Auto Air Conditioning & Heater Repair: A/C compressor not engaging., jumper wire, compressor clutch


Question
QUESTION: On A 2002 Ford Escort, I drained the system, put a vacuum on it and recharged it. The problem is I can't get the compressor to engage. I checked to see if there is fire to the electrical connector but there is none. On any other vehicle I've ever worked on the compressor will engage after one can of refrigerant. I can't figure this out. Really would appreciate it if you could help me out, thanks.

ANSWER: Rick,
I believe that you will find that there isn't enough pressure in the system to close the contacts in your low pressure switch. I want you to check there first. With a jumper wire, the key in the run position, and the A/C switch on... unplug the wiring harness from the switch and jump the wires inthe plug. If your compressor clutch still doesn't "snap" do a follow-up with me and I will talk you through the schematic from there.
I hope this response helps a bit. If not... as I said let me know and I will run you through it.
Thank you for the question and good luck in everything. Please remember to rate this answer.

---------- FOLLOW-UP ----------

QUESTION: David, I did as you said and jumped the wires in the plug and the clutch still did not kick on. I did notice a change in engine RPM when I did this. Thanks.

Answer
Rick,
When you jumped the low pressure switch, the only time it should have changed the rpms at all is if the clutch engaged. That is odd... But I have pulled up your wiring schematic and am looking at it now. For some of these tests, you will need a multimeter.

Ok, first things first. Check the A/C fuse. You should have only one fuse for your A/C system. It is located in the passenger compartment fuse box. It is a 15A. Is this fuse good?

From there voltage splits to your WAC relay contact (normally open)and your selector switch. If you set your selector switch to MAX A/C... Voltage then travels to your Low pressure switch Orange wire. The low pressure switch is located in the right front of the engine compartment on your accumulator. Do you have voltage there? You should read 12 volts on your multimter. If you do not... the problem lies in your selector switch. If you do... plug this back in.
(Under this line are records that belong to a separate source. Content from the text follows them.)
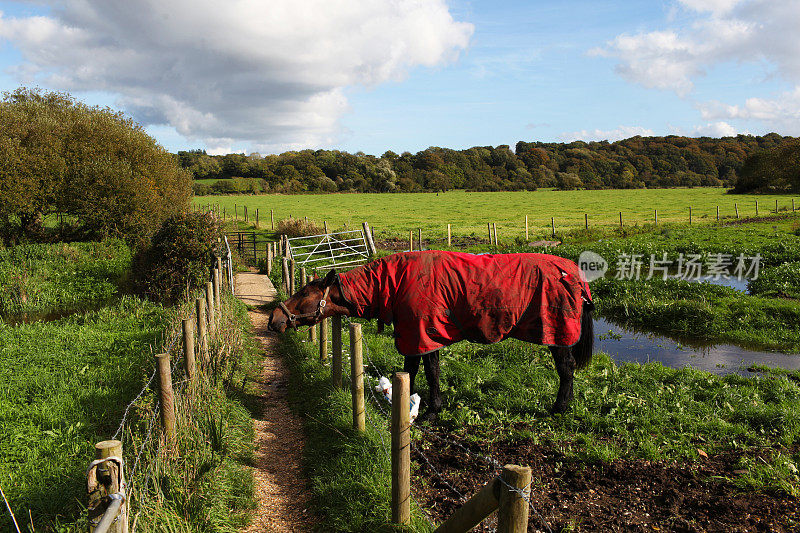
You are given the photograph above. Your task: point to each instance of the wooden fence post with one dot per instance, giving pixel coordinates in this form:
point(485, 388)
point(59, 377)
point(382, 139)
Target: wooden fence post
point(323, 339)
point(166, 396)
point(336, 350)
point(202, 329)
point(188, 351)
point(474, 511)
point(211, 316)
point(285, 273)
point(217, 279)
point(292, 277)
point(401, 449)
point(368, 236)
point(357, 378)
point(512, 515)
point(107, 476)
Voltage now travels to your high pressure switch green and red wire. The high pressure switch will be located on your high side line in the left front of the engine compartment. Do you have voltage here? Should be 12 volts. No? Go back to your low pressure switch and jump the terminals in the plug. Now do you have voltage on the green/red wire? From here voltage travels to the PCM (Powertrain control module) located below the center of the dashboard. Let's assume this is good so you don't have to pull it out and check. From there it travels out of the PCM on the Blue/Black wire back to your WAC relay
only this time it hits the coil portion of the relay. This relay is located in the the relay box in the front left of the engine compartment. Unplug this relay and check the socket connector that has the blue/black wire connected to it. You should read 12 volts. If you do not... go back to your high pressure switch and jump the green/red wire to the green/black wire. Now do you read 12V at the blue black wire where it connects to the WAC relay? No? The problem is inside your PCM. Yes? Plug the relay back in. Did your clutch engage? No? Check your compressor ground wire to make sure it is tight and has no corrosion that would prevent it from grounding. If you have a good ground... unplug the relay again and jump the connectors with the white wire to the connecor with the blue white wire. Did your compressor engage? Yes? Replace your WAC relay. No? The problem lies in your clutch itself.
Now jumping back to the first time we plugged the relay back in (7 lines above). If your compressor engaged... Un-jump your high pressure switch and plug it back in. Is the clutch still engaged? No? replace your high pressure switch, the contacts are open when this is supposed to be a normally closed switch. Clutch is still engaged? Unjump your low pressure switch and plug it back in. Clutch still engaged? No? Check your refrigerant charge one more time. If you have at least 30PSIG inside the system replace your low pressure switch, it is not closing its contacts when you have enough pressure in the system.

And that is your entire A?C schematic. I tried to be as user-friendly as possible, but if there is something in there that I need to clarify (I tend to confuse myself when I get to typing about voltage checks) I will be more than happy to do so. But with the checks above, the only thing I didn't go into is the PCM itself, because that is very in-depth. And a mistake in checking it could result in "frying" it. If you narrow it down to this being the fault, take it somewhere and have them check it out.

I hope this helps. If you can read schematics and follow the flow of electricity, I can send you a copy of them to an email address if you like. Just make sure you post that follow-up as private so the world doesn't get ahold of your address.

Again, thank you for the question. If I can do anything further now or inthe future, do not hesitate to ask. Or if you would like me to send a copy of the schematics, feel free to ask. Good luck in everything, and once again... please remember to rate this answer.